Ogni anno che passa, dobbiamo accettare la possibilità che questa non
sia più una crisi che passerà, ma una nuova realtà permanente
dell’Europa. Questo è qualcosa a cui abbiamo accennato per anni, e la
situazione ci induce a fare previsioni sempre più pessimistiche, perché
non mostra segni di miglioramento.
Stratfor 1230. “The Top Five Events in 2014 is republished with permission of Stratfor.”.

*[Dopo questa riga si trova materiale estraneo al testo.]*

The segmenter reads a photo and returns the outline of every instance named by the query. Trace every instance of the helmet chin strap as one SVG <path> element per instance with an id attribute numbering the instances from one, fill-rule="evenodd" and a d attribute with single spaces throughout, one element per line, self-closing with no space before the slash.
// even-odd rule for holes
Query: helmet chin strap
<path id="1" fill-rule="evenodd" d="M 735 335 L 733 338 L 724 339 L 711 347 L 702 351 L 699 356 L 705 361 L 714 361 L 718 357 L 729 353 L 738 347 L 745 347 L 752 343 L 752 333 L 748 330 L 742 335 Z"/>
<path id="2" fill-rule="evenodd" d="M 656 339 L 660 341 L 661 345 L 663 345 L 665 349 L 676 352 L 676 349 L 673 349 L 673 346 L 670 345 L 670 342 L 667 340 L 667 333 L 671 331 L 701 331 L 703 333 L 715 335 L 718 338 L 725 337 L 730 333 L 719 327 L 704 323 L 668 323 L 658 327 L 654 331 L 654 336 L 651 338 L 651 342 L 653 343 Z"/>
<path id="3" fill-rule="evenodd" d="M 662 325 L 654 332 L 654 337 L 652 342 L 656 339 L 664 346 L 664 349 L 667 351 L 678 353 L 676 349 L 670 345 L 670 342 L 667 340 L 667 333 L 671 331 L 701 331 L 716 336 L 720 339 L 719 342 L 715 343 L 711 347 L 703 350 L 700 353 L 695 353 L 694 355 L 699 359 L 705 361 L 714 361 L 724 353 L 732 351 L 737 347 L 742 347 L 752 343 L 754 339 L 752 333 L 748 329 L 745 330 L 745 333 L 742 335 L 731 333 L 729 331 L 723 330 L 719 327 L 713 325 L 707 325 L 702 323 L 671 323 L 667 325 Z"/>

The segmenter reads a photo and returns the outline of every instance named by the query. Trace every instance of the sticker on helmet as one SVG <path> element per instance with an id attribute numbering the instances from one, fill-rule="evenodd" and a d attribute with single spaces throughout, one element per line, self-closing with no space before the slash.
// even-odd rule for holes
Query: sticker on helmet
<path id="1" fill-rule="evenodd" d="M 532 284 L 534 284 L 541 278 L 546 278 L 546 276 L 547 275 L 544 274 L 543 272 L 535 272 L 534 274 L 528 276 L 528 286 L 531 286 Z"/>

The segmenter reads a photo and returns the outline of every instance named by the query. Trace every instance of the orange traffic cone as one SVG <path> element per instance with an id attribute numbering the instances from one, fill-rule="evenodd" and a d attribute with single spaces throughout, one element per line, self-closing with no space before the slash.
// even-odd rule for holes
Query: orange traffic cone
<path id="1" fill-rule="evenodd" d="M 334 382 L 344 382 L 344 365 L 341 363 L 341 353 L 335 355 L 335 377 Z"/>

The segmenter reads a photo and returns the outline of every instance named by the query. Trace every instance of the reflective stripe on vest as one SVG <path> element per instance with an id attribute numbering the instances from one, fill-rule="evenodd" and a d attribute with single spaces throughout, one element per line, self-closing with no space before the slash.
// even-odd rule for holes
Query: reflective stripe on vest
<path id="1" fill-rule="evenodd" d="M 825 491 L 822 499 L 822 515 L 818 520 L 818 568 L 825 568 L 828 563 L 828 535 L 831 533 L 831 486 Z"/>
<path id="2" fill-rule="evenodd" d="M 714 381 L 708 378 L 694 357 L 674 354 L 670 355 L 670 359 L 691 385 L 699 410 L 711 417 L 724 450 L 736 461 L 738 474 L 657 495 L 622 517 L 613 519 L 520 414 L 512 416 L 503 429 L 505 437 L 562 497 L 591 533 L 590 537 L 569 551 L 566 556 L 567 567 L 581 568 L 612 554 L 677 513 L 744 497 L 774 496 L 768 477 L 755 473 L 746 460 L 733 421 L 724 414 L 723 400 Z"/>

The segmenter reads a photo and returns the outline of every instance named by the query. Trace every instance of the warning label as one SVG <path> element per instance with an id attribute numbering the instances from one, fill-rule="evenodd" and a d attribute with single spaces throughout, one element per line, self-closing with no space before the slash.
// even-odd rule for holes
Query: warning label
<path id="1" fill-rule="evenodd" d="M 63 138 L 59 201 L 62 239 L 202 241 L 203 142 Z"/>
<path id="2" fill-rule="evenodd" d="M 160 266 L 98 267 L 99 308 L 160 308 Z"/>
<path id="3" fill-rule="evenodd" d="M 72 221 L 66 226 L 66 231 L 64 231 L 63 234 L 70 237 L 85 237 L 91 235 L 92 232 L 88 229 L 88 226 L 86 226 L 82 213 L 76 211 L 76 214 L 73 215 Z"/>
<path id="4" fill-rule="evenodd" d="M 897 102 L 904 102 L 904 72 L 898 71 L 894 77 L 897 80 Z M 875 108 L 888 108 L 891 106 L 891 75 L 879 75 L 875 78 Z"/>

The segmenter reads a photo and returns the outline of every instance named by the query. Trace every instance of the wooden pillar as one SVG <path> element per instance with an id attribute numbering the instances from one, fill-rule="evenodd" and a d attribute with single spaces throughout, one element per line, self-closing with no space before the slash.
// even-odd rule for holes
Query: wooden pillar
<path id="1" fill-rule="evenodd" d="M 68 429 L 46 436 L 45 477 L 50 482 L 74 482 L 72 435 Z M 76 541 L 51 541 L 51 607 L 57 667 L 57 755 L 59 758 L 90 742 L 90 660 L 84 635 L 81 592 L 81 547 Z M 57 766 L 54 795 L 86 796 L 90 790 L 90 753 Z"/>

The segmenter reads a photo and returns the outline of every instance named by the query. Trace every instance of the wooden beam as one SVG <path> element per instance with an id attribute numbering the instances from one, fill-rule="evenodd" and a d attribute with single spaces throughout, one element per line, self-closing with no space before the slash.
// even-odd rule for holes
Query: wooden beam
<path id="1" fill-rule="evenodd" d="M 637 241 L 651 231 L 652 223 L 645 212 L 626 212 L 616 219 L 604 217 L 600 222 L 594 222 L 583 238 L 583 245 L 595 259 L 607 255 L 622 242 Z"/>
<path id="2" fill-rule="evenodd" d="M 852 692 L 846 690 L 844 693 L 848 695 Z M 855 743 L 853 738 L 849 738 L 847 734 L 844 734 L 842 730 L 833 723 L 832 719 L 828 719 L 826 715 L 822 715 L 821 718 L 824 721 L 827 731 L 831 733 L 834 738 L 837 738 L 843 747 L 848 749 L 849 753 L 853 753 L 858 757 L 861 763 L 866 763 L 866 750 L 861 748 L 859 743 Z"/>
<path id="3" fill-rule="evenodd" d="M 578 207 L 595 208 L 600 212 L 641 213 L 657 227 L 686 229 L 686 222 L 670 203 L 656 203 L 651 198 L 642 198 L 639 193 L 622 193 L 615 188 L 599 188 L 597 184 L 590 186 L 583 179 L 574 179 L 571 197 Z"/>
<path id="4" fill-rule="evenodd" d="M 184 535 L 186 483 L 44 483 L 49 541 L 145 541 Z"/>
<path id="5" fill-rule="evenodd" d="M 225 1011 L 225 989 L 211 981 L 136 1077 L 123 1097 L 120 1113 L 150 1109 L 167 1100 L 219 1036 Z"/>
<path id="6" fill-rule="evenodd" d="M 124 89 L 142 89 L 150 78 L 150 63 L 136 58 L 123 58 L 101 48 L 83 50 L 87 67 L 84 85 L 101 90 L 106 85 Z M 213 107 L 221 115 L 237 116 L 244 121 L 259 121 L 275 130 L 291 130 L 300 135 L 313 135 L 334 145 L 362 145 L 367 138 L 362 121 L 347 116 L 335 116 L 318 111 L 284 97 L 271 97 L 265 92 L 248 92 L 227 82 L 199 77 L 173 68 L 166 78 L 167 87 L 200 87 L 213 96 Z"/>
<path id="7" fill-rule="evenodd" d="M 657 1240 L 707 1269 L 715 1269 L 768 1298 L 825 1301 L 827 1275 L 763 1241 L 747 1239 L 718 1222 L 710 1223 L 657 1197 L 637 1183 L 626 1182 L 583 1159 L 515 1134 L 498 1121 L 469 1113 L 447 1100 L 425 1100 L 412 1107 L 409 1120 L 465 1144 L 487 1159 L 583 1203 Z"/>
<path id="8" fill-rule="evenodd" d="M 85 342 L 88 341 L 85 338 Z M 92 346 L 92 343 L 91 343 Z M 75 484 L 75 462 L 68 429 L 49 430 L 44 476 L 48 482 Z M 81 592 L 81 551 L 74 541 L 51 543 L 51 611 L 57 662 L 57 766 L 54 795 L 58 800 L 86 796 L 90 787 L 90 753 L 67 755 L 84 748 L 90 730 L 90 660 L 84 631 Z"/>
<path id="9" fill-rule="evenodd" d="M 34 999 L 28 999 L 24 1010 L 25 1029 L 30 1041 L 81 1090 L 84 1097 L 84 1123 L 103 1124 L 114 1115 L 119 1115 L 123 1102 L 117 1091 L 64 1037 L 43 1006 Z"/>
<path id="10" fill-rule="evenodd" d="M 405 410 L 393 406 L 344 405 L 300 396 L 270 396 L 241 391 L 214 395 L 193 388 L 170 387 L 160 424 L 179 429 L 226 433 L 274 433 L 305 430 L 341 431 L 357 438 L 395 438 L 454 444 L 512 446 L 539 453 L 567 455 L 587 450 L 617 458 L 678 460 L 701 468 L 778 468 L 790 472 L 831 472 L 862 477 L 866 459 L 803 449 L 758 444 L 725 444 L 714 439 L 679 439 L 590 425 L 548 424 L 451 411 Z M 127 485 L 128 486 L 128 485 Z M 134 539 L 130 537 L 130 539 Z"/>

Una nota. In linea di principio, le
cose scritte da Friedman sono tutte plausibili. E non è strano che le
giudichi così il sottoscritto, dal momento che cose pressoché identiche
le ho scritte tante volte. Ma un’obiezione è inevitabile. Egli scrive
che l’incapacità dell’Europa di risolvere il problema “fa anche porre
serie domande riguardo al fatto che il problema sia solubile. A me
sembra che, se lo fosse, sarebbe già stato risolto, visti i rischi che
esso fa correre. Ogni anno che passa, dobbiamo aprirci alla possibilità
che questa non sia più una crisi che passerà, ma una nuova realtà
permanente dell’Europa”.
Che il problema non sia stato risolto,
e che ciò faccia correre enormi rischi all’Europa è incontestabile. Ma
non altrettanto sicuro è che il problema sia insolubile o che i
governanti europei non sappiano come risolverlo. Ragionando a colpi di
spada, come Alessandro Magno, potrebbe dirsi che, identificate le cause
del malessere, basterebbe rimuoverle e se ne rimuoverebbero anche gli
effetti. Molti europei si lamentano dell’euro? Sciogliamo l’euro. Molti
europei sono oppressi dal debito sovrano? Dichiariamo che nessuno lo
pagherà. Gli europei sono stanchi dell’austerity? Aboliamone i vincoli. E
soprattutto: molti europei sono stanchi dell’Unione Europea? Sciogliamo
anche questa, e lasciamo una zona di libero scambio. Almeno per gli
Stati che sono d’accordo. Il punto infatti non è se questi provvedimenti
sarebbero salutari od esiziali, benefici o disastrosi, cause di un
peggioramento o di un miglioramento: il punto è che i parlamenti europei
non hanno il coraggio di adottare né questi provvedimenti, né altri
provvedimenti che siano risolutivi. I possibili rimedi hanno infatti
l’insuperabile inconveniente di un alto costo politico ed elettorale. Un
costo che nessuno vuol pagare. E allora si continua a navigare a vista,
sperando che il problema si risolva da sé o – se proprio deve
concludersi con un big bang – che lo faccia quando al governo c’è
qualcun altro.
L’Europa non è scema: è vigliacca. Si
considera un successo non la soluzione del problema, ma il fatto che non
si aggravi ulteriormente e ci sia speranza che continui a non
aggravarsi. Almeno non troppo velocemente.
Insomma, dopo avere tanto deriso “lo
spirito di Monaco” e Chamberlain, l’intero continente sembra ricoperto
da uno spirito di Monaco più denso di una nebbia londinese. E ci si
rifiuta di guardare al di là del proprio naso.